As for myself, I am currently ushering one of my own children through high school graduation. This particular human, much like myself, is slow-to-warm to new things… not entirely resistant, but it takes us a while to recalibrate to shifting ground beneath us.
How do we help children and teens navigate what’s next?
Like many graduates, the immediate future is a bit hazy for my teen. The inevitable queries of acquaintances of “what’s next?” are not easily answered. This can be unnerving, especially for adolescents who crave stability. We can help scaffold an understanding of change and its role throughout lifetime with our children and teens before they reach this critical transition, though.
Psychologist and author Carl Pickhardt writes about four stages of change lessons:
1. Change creates information needs (middle childhood through middle school)
As parents, we can do our best to help our children navigate a world with new systems–remembering multi-class schedules, balancing activities, knowing who their go-to resources can be to meet those information needs.
2. Change can make you different, but you mostly remain the same (puberty)
Keeping the story of who our children/teens are and have always been will help them locate that grounding center of self amidst all the changes in their bodies.
3. Change is chancy (high school)
This phase comes with risks. Helping our children and teens reflect on their choices and outcomes when possible will support critical thinking and future decision making.
4. Change takes courage (launching into young adulthood)
Dr. Pickhardt recommends young people and their parents pose the question, “How would I choose to act if I were not feeling afraid?”
Using volunteering and kind practices to support kids through life transitions
Mental health experts also recommend helping young people build an understanding over time of what they can and can’t control. Bringing the focus to “how we treat other people; what activities we do the next day; what goals we have; who we spend time with; how hard we try to do the best we can” is something we can start in middle childhood to build a strong frame of reference in adolescence.
We might also guide our teens in “developing a response to the changes that have occurred in their life… a new daily routine, or finding time in their existing schedule for an activity that’s enjoyable or will give them new opportunities for personal development…activities they find relaxing and rewarding. This could include exercise, art or music, or getting involved in the community by volunteering.”

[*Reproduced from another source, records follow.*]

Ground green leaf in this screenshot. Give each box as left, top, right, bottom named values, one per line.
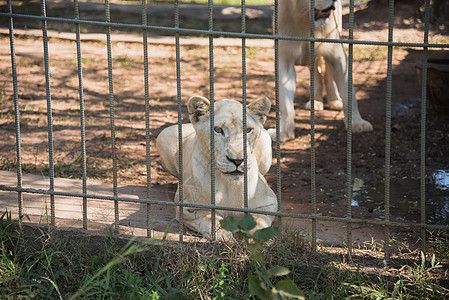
left=421, top=251, right=425, bottom=270
left=199, top=264, right=207, bottom=272
left=267, top=266, right=290, bottom=278
left=391, top=279, right=402, bottom=298
left=42, top=277, right=63, bottom=300
left=249, top=252, right=265, bottom=266
left=235, top=230, right=253, bottom=239
left=248, top=274, right=267, bottom=299
left=240, top=214, right=257, bottom=231
left=247, top=243, right=262, bottom=253
left=253, top=226, right=279, bottom=242
left=273, top=279, right=305, bottom=299
left=220, top=216, right=239, bottom=232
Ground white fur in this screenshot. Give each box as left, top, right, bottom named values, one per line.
left=268, top=0, right=373, bottom=142
left=156, top=96, right=277, bottom=240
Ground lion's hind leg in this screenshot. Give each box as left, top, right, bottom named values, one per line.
left=306, top=56, right=326, bottom=111
left=324, top=69, right=343, bottom=111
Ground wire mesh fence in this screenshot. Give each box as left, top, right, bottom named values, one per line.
left=1, top=0, right=448, bottom=260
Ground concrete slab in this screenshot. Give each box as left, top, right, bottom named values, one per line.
left=0, top=170, right=389, bottom=246
left=0, top=170, right=183, bottom=240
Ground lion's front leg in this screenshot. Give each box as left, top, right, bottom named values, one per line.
left=249, top=195, right=277, bottom=235
left=251, top=214, right=275, bottom=234
left=176, top=207, right=233, bottom=241
left=323, top=65, right=343, bottom=111
left=268, top=59, right=297, bottom=143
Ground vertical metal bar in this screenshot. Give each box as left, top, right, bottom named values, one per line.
left=309, top=0, right=317, bottom=252
left=274, top=0, right=282, bottom=228
left=346, top=0, right=355, bottom=258
left=208, top=0, right=216, bottom=240
left=175, top=0, right=184, bottom=242
left=7, top=0, right=23, bottom=221
left=40, top=0, right=55, bottom=226
left=142, top=0, right=152, bottom=238
left=384, top=0, right=395, bottom=261
left=105, top=0, right=119, bottom=233
left=74, top=0, right=88, bottom=230
left=241, top=0, right=248, bottom=210
left=420, top=0, right=431, bottom=254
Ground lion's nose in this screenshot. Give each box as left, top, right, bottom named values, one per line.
left=226, top=156, right=243, bottom=167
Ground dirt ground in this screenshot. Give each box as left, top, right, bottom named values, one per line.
left=0, top=2, right=448, bottom=240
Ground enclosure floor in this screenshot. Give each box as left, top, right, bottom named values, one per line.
left=0, top=170, right=388, bottom=245
left=0, top=170, right=179, bottom=240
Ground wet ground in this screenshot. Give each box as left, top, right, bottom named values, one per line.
left=352, top=170, right=449, bottom=224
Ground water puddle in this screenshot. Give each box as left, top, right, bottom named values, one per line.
left=352, top=170, right=449, bottom=225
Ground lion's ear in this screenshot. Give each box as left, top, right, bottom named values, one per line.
left=188, top=96, right=210, bottom=124
left=248, top=96, right=271, bottom=124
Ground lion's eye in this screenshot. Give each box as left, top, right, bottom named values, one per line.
left=214, top=127, right=223, bottom=134
left=246, top=128, right=253, bottom=134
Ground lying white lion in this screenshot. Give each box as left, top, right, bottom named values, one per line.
left=156, top=96, right=277, bottom=240
left=269, top=0, right=373, bottom=142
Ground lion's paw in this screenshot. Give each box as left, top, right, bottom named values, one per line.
left=305, top=100, right=324, bottom=111
left=215, top=229, right=234, bottom=242
left=352, top=119, right=373, bottom=133
left=328, top=99, right=343, bottom=110
left=267, top=128, right=295, bottom=143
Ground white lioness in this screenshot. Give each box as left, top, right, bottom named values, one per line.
left=268, top=0, right=373, bottom=142
left=156, top=96, right=277, bottom=240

I couldn’t help but think about Doing Good Together and its core mission of empowering families to raise children who care and contribute while listening to my graduating senior and his teacher mentors at his school passage meeting. His school and other communities partnered with us to instill a sense of care and a spirit of helpfulness in him over the years.
His school has service hour requirements, but for us we always valued continual service and kindness above all. I can see he values it, too, just in the simple everyday interactions with others. I’m hopeful that he will carry that with him into the next phase, and that it will help him stay connected to himself and others while navigating uncertain times.

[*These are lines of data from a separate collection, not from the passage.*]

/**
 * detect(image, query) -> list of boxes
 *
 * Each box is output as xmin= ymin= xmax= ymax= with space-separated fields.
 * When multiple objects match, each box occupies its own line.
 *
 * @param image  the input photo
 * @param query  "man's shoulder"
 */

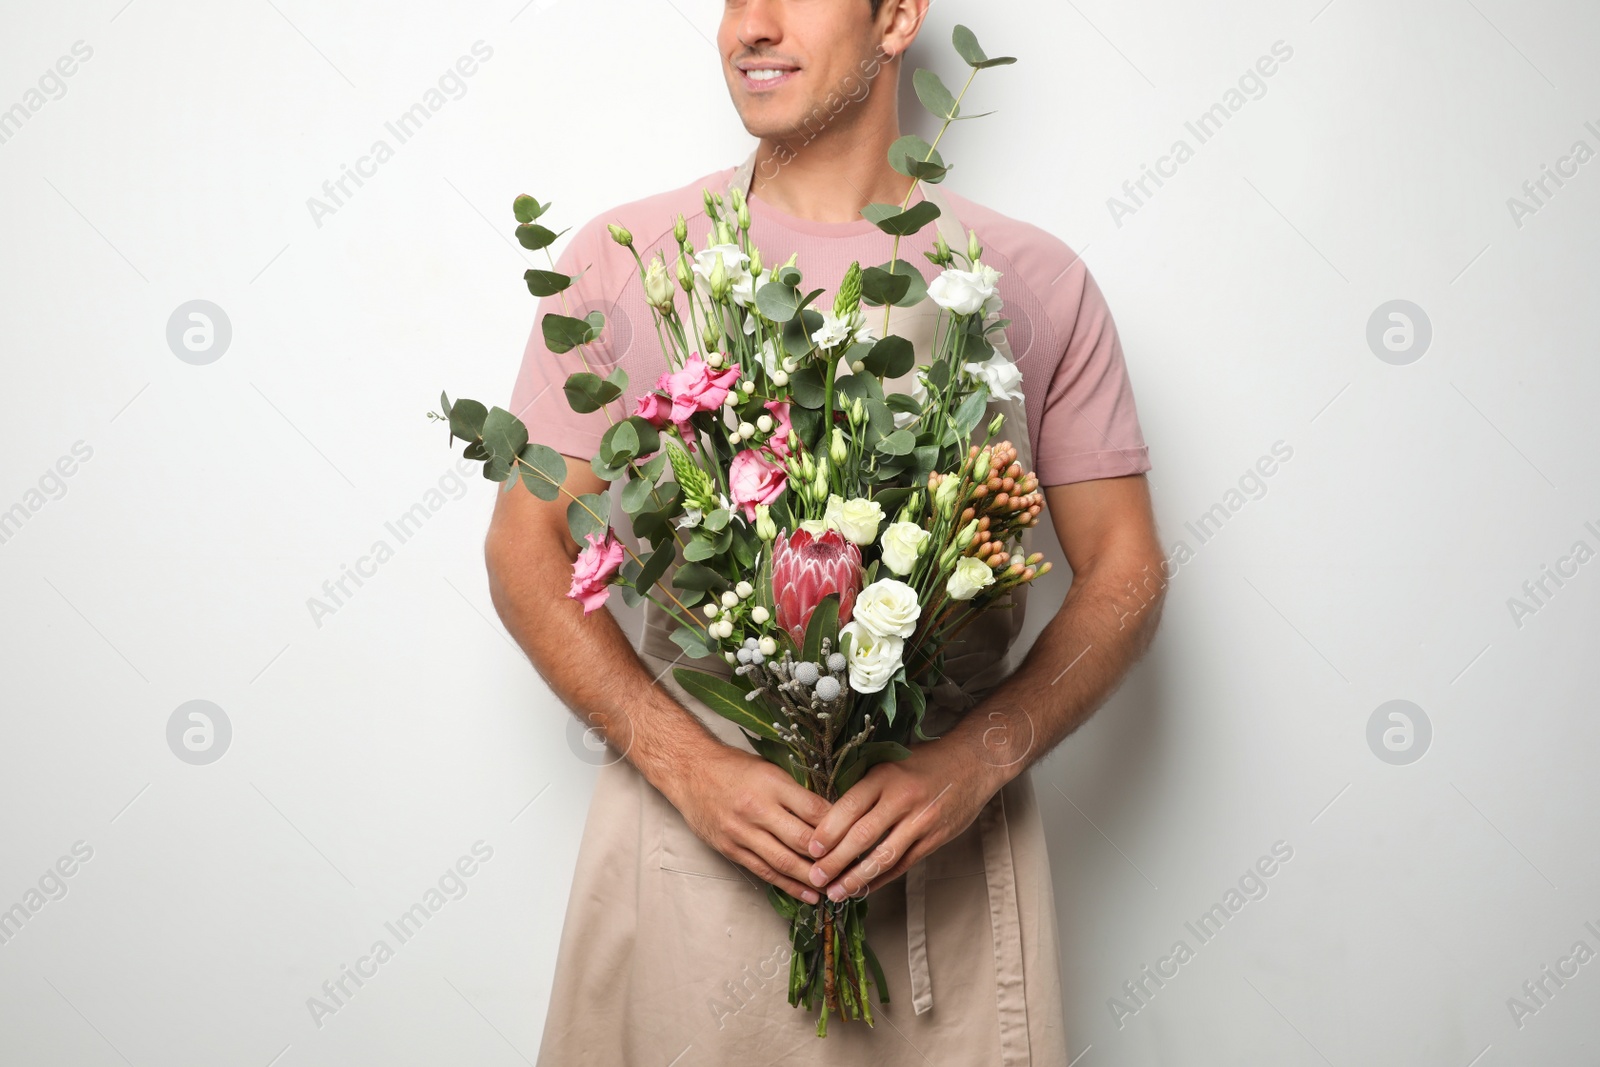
xmin=939 ymin=186 xmax=1089 ymax=290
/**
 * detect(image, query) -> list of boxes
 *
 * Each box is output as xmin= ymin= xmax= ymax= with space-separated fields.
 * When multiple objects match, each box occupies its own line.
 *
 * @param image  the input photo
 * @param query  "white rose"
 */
xmin=962 ymin=354 xmax=1024 ymax=402
xmin=879 ymin=521 xmax=931 ymax=576
xmin=824 ymin=494 xmax=884 ymax=546
xmin=692 ymin=244 xmax=754 ymax=306
xmin=797 ymin=518 xmax=830 ymax=536
xmin=946 ymin=556 xmax=996 ymax=601
xmin=928 ymin=262 xmax=1002 ymax=317
xmin=839 ymin=620 xmax=904 ymax=694
xmin=853 ymin=578 xmax=921 ymax=639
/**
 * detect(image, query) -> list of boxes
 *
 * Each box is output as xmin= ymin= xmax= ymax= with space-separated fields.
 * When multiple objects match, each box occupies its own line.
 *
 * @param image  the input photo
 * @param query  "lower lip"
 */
xmin=741 ymin=68 xmax=799 ymax=92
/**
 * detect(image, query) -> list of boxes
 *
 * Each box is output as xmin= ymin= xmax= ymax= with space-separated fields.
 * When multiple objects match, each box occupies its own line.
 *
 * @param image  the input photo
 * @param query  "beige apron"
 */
xmin=535 ymin=152 xmax=1066 ymax=1066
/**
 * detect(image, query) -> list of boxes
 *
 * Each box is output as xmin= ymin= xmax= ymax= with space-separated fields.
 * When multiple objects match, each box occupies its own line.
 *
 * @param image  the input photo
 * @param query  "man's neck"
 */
xmin=747 ymin=130 xmax=917 ymax=225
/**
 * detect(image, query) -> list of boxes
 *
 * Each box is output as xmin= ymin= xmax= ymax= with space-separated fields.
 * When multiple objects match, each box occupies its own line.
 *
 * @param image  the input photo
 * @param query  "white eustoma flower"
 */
xmin=758 ymin=338 xmax=784 ymax=378
xmin=853 ymin=578 xmax=921 ymax=639
xmin=809 ymin=308 xmax=875 ymax=349
xmin=839 ymin=620 xmax=904 ymax=694
xmin=879 ymin=521 xmax=932 ymax=576
xmin=946 ymin=556 xmax=996 ymax=600
xmin=928 ymin=261 xmax=1003 ymax=317
xmin=823 ymin=494 xmax=884 ymax=546
xmin=963 ymin=353 xmax=1024 ymax=402
xmin=692 ymin=244 xmax=754 ymax=306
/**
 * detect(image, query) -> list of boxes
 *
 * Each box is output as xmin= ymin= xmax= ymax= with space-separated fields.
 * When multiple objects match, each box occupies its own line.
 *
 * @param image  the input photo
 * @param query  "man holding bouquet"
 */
xmin=485 ymin=0 xmax=1166 ymax=1062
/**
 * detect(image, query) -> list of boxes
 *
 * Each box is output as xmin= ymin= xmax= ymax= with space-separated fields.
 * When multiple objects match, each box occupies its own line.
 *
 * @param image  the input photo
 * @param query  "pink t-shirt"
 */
xmin=508 ymin=165 xmax=1151 ymax=487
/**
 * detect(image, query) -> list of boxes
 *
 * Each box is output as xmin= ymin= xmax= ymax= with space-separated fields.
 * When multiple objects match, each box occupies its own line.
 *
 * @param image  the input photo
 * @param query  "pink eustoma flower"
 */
xmin=728 ymin=449 xmax=787 ymax=522
xmin=762 ymin=399 xmax=794 ymax=459
xmin=772 ymin=527 xmax=862 ymax=645
xmin=568 ymin=528 xmax=625 ymax=613
xmin=654 ymin=353 xmax=741 ymax=445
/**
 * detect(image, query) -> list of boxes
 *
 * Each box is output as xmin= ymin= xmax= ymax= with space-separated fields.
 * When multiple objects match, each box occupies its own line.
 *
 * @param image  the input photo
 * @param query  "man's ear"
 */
xmin=881 ymin=0 xmax=931 ymax=58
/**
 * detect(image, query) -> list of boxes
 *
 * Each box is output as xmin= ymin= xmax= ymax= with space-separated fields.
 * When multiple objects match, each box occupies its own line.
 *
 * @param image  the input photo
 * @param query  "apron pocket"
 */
xmin=657 ymin=802 xmax=752 ymax=882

Looking for ways to volunteer with kids? Find family volunteer opportunities in your area.
So yes, it’s a flurry of party menu planning and last-minute class projects and moving preparations and a calendar that looks a bit of a nightmare…but as a mom, I am reminded to slow down and reflect on what is certain in the midst of a good deal of uncertainty–that this is a really good kid who is ready to meet the world with compassion. Perhaps that is my personal version of a change lesson.